Software as a Service (SaaS) has revolutionised our lives and freed most of us from large up-front development costs, expensive on-premise hardware and associated software and networks.
You just sign up and everything magically appears with your business data, pictures, documents. It is all backed up and safe. However, have you checked the provider is actually doing what they promised? AXLR8 have been in the SaaS business for over 2 decades and trust many suppliers but check everyone.
What questions should I ask an SaaS supplier?
Here are a few questions we suggest that you ask your SaaS supplier.
Business Stability
- Do you track their published accounts every year? Remember, the pandemic has tested all companies and many SaaS companies may be running on empty. More companies go out of business coming out of a recessionary period than going in to it!
- Are they debt free or do they have a negative balance sheet? If negative, is it getting worse year on year? Could the bank “pull the plug” tomorrow?
- Is the Supplier financially stable? Remember, if they miss payments to a lender, any of their key staff or any of their hosting and technology suppliers, they could disappear overnight and your data and system will probably be lost!
- Does the SaaS company have a portfolio of markets they work in so that a change in one market does not wipe them out overnight? Importantly, after the pandemic, are they already “running on empty”?
- How long have they been in business? Is their business growing or, if it has been through some recessions and recovered competently, all the better!
- Do they have many clients in their portfolio?
- Do they have an expert stable team or is there staff turnover? Worst of all, is it a one or two person company which could disappear with the health or motivation of one person?
My business critical data
- Do they answer their telephones in an emergency?
- Can I get my data from my SaaS supplier (free or for a reasonable small labour and materials fee)?
- Where can I read my contract for the service? If it was just something I clicked “OK” to when I signed up, then was there a clause to say they can change it at any time?

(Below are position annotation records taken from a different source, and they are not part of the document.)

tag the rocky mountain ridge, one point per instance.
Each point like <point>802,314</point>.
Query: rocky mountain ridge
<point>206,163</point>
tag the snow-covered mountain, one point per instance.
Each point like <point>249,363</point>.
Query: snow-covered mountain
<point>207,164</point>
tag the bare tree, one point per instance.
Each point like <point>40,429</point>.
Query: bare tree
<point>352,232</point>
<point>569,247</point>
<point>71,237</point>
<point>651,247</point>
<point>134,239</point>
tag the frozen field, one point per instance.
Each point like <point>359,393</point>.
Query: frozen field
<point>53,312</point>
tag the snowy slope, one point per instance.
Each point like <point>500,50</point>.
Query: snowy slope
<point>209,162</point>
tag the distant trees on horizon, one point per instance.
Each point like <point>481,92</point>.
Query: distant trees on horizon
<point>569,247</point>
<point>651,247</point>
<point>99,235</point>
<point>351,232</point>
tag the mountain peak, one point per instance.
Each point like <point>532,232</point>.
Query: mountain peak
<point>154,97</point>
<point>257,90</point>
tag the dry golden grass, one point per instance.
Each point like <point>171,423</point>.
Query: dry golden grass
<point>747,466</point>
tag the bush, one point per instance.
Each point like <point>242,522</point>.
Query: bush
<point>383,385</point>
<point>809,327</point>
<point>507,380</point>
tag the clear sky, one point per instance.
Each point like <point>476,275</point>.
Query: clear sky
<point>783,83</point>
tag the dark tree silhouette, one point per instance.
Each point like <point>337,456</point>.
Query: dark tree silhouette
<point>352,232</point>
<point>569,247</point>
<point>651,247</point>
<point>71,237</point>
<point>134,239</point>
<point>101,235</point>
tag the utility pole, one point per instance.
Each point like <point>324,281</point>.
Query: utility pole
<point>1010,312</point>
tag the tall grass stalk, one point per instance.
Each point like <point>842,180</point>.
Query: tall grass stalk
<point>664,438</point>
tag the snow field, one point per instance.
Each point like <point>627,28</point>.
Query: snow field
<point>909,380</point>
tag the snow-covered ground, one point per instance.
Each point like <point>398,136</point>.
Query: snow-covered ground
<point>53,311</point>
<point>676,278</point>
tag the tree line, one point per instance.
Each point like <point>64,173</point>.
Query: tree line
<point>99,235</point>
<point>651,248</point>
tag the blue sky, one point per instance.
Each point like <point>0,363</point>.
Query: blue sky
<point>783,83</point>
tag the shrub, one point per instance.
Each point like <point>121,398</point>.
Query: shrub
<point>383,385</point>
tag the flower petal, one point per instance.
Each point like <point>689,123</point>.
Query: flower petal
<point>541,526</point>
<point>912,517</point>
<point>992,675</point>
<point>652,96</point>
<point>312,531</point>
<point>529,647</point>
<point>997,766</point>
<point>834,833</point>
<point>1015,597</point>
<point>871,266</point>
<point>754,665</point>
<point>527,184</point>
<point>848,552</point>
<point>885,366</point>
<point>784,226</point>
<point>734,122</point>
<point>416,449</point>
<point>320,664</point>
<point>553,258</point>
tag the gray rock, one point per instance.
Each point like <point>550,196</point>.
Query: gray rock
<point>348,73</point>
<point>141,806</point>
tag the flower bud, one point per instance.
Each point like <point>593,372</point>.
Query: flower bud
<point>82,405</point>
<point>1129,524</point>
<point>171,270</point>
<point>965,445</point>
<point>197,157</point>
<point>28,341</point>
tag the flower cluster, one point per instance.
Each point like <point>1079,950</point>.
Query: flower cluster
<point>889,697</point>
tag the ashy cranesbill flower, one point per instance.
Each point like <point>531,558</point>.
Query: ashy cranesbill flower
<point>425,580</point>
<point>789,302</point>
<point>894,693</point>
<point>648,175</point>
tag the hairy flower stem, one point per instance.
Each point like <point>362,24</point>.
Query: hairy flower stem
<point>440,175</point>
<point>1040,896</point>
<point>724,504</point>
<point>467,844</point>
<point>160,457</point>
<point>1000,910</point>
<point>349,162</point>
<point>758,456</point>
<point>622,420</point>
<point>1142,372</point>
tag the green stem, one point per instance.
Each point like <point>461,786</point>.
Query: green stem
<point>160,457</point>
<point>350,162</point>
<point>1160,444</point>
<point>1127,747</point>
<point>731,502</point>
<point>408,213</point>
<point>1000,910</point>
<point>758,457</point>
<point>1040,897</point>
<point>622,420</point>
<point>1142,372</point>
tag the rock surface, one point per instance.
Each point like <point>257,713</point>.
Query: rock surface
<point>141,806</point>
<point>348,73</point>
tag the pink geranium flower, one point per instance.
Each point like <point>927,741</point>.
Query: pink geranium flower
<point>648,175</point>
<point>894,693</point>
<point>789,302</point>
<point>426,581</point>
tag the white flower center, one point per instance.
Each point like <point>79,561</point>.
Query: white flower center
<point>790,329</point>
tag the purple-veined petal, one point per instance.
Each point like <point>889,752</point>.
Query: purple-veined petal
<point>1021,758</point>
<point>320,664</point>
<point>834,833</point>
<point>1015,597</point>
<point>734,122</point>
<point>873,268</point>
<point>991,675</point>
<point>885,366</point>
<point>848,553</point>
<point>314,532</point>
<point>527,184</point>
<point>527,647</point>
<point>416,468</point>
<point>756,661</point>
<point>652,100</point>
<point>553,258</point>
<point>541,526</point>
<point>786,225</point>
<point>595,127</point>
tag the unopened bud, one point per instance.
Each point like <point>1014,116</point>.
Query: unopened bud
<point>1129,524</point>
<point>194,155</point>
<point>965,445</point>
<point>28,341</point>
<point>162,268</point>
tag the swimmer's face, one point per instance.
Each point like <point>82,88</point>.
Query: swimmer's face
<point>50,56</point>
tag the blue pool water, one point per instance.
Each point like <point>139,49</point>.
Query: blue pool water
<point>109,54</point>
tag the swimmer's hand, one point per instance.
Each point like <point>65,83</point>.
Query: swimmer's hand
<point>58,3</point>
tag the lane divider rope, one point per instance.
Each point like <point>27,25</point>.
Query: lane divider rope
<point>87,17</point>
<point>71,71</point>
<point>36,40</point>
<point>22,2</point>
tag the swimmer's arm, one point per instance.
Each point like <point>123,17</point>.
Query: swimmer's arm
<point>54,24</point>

- Do I own my data entirely or do the supplier feel they own it?
- Does my supplier understand their responsibility as Data Processor and how it affects my liability under GDPR as the Data Controller?
- Who decides access rights for my staff? What happens when staff join or leave?
- If I am using the system free of charge, do the suppliers expect something back and if so, what?
- If I am paying, what if I miss a payment? Is there a small or large admin penalty? When does all my data get deleted? No supplier can store it indefinitely due to GDPR DP liabilities. If they do not delete my data, what are they doing with it?
- When can I give notice and what are the implications for recovering my data and any associated documents, mails, pictures, etc?
- Is the SaaS supplier compliant with cyber security standards? For example, can you find them on the IASME Cyber Essentials Plus compliant companies?
- Do your SaaS supplier have a reputable company for regular annual penetration testing to check security of the systems holding your (customer) data?
- What are their security policies?
- What are their privacy policies and can you find them on the Information Commissioner’s registration list?
- Can I talk to someone – a real human being – about the technical or commercial issues that arise?
- Can I customise and personalise the system and how does this affect my rights to upgrades?
- How often do they actually do back ups? Nightly, hourly, weekly? Are back ups hot? In other words, if my server goes down, does another one come up immediately? These different levels of disaster readiness come with very different price tickets. What level of resilience do I need?
- Can they scale with my business?
- Will they offer training for super users of the system?
Build vs Buy: should we just develop our own in-house system?
Before developing your own system with a software developer or an in-house developer, you should also be able answer the above questions.
You will be aware of the well known economics of software development:
If it costs 1 pound to develop a system,
it costs 10 pounds to implement and another 10 pounds to document it
15 pounds a year to maintain it and
150 pounds a year to support it.
Outside developers bidding for your business conveniently forget that in their pitch!
On top of that, complying with basic security and GDPR is very costly and you would be paying for it on your own. A SaaS supplier can share those costs around hundreds or even thousands of users.
A reputable SaaS supplier can also bring specialist expertise and new modules from the accumulated experience of thousands of users to your business. They can concentrate on updating their platform, performance, bug fixes, encryption, security. Do not underestimate these expenses. Their helpdesk is always there. Your inhouse developer could be off sick or go on holiday – or leave the company just when you have a critical repair.